Trained research assistants, basically midwives, were oriented on the eligibility criteria for inclusion in the study and the data extraction process. Data collection was supervised daily to ensure consistency, completeness, and accuracy of the extracted data. During the study period, a total of 598 live births were recorded. However, 36 records were excluded due to laparotomies for extra-uterine pregnancies and incomplete birth records. As a result, 318 cases were included in the final analysis, representing approximately 56.2% of all live births during the study period.
Data management and analysis
Before data entry, data extraction sheets and semi-structued questionnaires were subjected to accuracy checks. The Kobo Collect app was used for data entry, and the data was exported to STATA version 17 for analysis. Descriptive statistics were used to calculate frequencies and percentages were reported for categorical variables. For continuous variables, means and standard deviations were determined. To determine the mother’s economic status, various socioeconomic indicator variables were considered, such as the mother’s and father’s profession and education, type of housing, water supply, presence of an indoor kitchen, electricity, indoor toilet, fridge, car, motorcycle, bicycle, and membership in health insurance.
All socioeconomic information was self-reported by the mothers, and no direct observations were made during the interviews. Principal component analysis (PCA) was used on the relevant socioeconomic indicator variables that contributed to a combined socioeconomic status score factor of more than 10%. The SES of each household was described using the first principal component (i.e., the component with the highest eigenvalue), which reflects the greatest variation in asset ownership (wealth index). The factor scores generated were then divided into terciles to classify households into the following categories: 33% of households were classified as low, and the highest 33% were classified as having high socioeconomic status.

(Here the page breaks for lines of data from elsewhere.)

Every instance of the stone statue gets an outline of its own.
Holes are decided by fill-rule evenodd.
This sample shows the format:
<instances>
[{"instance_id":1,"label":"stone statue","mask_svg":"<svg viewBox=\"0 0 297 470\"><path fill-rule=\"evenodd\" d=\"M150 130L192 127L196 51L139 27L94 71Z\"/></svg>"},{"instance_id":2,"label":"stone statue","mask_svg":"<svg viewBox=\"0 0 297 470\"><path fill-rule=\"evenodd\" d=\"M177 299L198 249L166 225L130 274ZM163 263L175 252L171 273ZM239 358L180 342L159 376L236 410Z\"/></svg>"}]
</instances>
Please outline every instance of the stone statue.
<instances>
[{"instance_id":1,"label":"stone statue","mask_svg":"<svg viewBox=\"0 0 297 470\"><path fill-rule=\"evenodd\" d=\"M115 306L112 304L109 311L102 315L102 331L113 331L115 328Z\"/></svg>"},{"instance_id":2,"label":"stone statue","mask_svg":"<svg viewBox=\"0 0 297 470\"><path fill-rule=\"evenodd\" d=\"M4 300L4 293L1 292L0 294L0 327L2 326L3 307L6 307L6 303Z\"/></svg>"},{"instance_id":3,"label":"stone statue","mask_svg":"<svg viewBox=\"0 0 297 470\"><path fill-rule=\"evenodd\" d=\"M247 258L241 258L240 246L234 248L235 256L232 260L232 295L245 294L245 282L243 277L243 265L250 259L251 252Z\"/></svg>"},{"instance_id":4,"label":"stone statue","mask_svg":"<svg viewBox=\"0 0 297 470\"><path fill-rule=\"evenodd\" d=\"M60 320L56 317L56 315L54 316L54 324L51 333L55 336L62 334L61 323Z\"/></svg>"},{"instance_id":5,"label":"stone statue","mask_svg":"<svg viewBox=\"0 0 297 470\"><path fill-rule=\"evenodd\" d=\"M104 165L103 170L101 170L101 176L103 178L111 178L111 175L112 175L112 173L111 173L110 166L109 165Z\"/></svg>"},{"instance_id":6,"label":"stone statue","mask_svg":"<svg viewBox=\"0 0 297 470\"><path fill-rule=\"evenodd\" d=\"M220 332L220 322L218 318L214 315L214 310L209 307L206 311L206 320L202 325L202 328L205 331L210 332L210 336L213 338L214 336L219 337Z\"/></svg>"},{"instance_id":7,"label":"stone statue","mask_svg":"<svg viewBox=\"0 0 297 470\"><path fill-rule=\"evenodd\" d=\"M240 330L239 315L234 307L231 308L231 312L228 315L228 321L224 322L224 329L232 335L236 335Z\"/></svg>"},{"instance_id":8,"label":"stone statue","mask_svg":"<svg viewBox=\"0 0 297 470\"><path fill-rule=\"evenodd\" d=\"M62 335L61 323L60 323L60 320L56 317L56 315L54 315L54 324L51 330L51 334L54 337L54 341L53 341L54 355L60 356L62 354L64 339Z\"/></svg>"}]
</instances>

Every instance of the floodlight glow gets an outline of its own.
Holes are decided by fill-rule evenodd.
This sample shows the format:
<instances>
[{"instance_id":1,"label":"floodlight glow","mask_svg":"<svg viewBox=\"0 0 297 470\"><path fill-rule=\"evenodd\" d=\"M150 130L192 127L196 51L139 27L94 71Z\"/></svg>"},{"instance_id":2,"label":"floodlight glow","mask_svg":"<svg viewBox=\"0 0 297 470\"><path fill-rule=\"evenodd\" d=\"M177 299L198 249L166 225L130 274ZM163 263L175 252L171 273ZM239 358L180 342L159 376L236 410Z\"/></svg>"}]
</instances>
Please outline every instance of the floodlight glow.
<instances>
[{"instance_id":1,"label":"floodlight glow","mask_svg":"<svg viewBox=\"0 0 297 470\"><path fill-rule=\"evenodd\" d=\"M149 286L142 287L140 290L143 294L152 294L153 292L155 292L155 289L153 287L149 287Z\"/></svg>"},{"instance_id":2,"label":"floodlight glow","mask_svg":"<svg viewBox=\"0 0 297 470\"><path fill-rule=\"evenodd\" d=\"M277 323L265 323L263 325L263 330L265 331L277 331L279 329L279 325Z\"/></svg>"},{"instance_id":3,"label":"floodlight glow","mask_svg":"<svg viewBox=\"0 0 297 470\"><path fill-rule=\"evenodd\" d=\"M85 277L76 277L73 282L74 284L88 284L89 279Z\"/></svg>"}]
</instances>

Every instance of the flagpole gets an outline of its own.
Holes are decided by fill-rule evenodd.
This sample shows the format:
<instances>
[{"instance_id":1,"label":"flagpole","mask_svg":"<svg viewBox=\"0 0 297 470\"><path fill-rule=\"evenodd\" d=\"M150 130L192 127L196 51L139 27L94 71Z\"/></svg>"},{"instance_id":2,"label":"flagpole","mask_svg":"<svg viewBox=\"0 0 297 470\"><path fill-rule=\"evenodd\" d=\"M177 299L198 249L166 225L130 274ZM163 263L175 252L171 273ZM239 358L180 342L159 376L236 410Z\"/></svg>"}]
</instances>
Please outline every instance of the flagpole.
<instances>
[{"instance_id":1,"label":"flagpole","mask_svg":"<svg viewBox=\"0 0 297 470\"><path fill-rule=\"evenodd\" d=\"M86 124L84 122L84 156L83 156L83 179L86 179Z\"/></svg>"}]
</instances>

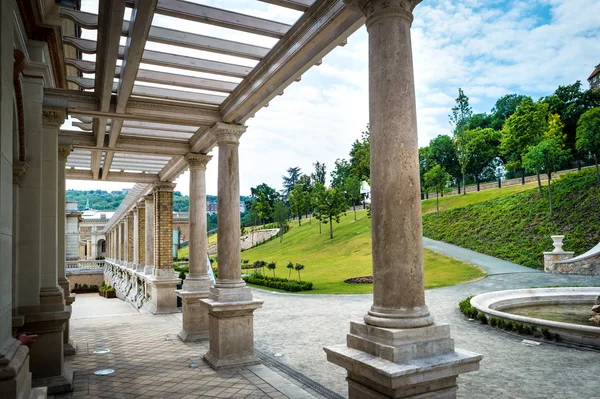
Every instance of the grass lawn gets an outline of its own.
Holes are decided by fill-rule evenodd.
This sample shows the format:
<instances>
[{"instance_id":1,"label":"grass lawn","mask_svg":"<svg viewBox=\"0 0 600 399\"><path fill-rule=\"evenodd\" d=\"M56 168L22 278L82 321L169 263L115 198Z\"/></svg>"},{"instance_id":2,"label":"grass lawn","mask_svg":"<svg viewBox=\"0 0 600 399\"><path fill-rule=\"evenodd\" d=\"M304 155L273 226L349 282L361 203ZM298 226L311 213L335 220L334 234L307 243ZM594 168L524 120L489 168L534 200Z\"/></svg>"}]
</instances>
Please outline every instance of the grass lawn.
<instances>
[{"instance_id":1,"label":"grass lawn","mask_svg":"<svg viewBox=\"0 0 600 399\"><path fill-rule=\"evenodd\" d=\"M366 294L373 291L371 284L346 284L350 277L371 275L371 230L366 211L342 216L339 224L334 222L333 239L329 239L329 226L323 225L319 234L319 224L303 221L302 226L292 224L284 235L283 243L273 240L256 248L242 252L242 259L250 263L255 260L275 261L278 277L287 277L288 262L301 263L303 280L312 281L314 290L309 294ZM251 271L251 270L250 270ZM267 275L272 275L267 272ZM425 250L425 287L436 288L460 284L485 276L485 273L472 265L456 259ZM292 279L298 278L292 271ZM263 288L263 287L261 287Z\"/></svg>"},{"instance_id":2,"label":"grass lawn","mask_svg":"<svg viewBox=\"0 0 600 399\"><path fill-rule=\"evenodd\" d=\"M544 184L543 180L542 184ZM537 187L537 182L469 192L466 195L456 194L447 197L440 197L440 212L447 211L448 209L461 208L463 206L477 204L479 202L489 201L496 198L506 197L508 195L520 193L535 187ZM435 212L435 193L430 193L429 199L421 201L421 209L423 210L423 215Z\"/></svg>"},{"instance_id":3,"label":"grass lawn","mask_svg":"<svg viewBox=\"0 0 600 399\"><path fill-rule=\"evenodd\" d=\"M211 234L208 236L208 248L212 247L213 245L217 244L217 233ZM181 258L187 258L190 256L190 247L189 245L183 248L180 248L177 251L177 257L179 259Z\"/></svg>"}]
</instances>

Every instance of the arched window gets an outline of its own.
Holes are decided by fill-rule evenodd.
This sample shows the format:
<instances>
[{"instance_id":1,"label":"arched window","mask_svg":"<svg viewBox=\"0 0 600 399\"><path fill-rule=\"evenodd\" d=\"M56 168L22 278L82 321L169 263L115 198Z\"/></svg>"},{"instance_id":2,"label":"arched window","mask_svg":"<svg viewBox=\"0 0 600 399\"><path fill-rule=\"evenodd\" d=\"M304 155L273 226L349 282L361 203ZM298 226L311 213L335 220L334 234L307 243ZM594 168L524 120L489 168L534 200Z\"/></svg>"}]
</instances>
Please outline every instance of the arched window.
<instances>
[{"instance_id":1,"label":"arched window","mask_svg":"<svg viewBox=\"0 0 600 399\"><path fill-rule=\"evenodd\" d=\"M100 252L106 252L106 241L102 240Z\"/></svg>"}]
</instances>

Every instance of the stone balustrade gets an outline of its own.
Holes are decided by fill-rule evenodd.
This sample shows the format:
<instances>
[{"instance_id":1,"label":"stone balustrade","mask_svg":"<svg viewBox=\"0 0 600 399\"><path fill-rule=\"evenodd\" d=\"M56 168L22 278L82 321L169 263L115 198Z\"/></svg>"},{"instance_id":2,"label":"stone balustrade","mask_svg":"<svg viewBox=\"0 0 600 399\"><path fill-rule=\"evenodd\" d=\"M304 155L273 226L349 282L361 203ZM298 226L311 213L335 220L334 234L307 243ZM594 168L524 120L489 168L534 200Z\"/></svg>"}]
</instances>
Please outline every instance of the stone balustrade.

Univariate logistic regression analysis was used to identify associations between variables and Caesarean section (Model I), followed by a stepwise multivariate logistic regression model (Model II) that considered variables that were significant in the univariate logistic regression. The goodness of fit of Model II was examined using the likelihood ratio test by comparing the likelihood of the data under the full and alternative models. If the overall model recorded a p-value less than 0.05, the model was considered good. The variable inflation factor (VIF) was used to cater to multicollinearity, and explanatory variables with VIF values exceeding 5 were excluded from Model II. Adjusted odds ratios and confidence intervals were computed with p values < 0.05 and were considered statistically significant in Model II.
Ethical considerations
Ethical approval for this study was obtained from the Department of Research and Development, Tamale Teaching Hospital. The ethical clearance number for this study is TTH/R&D/SR/152. Informed consent was obtained from the respondents before conducting the interviews. The data obtained from the study was kept confidential, and personal information was anonymised during the data collection, analysis, and dissemination of findings. Identification codes were used for data management, storage, analysis, and reporting. A file containing information about the participants was stored in a cabinet and kept under lock. The file was accessible only to the principal investigator.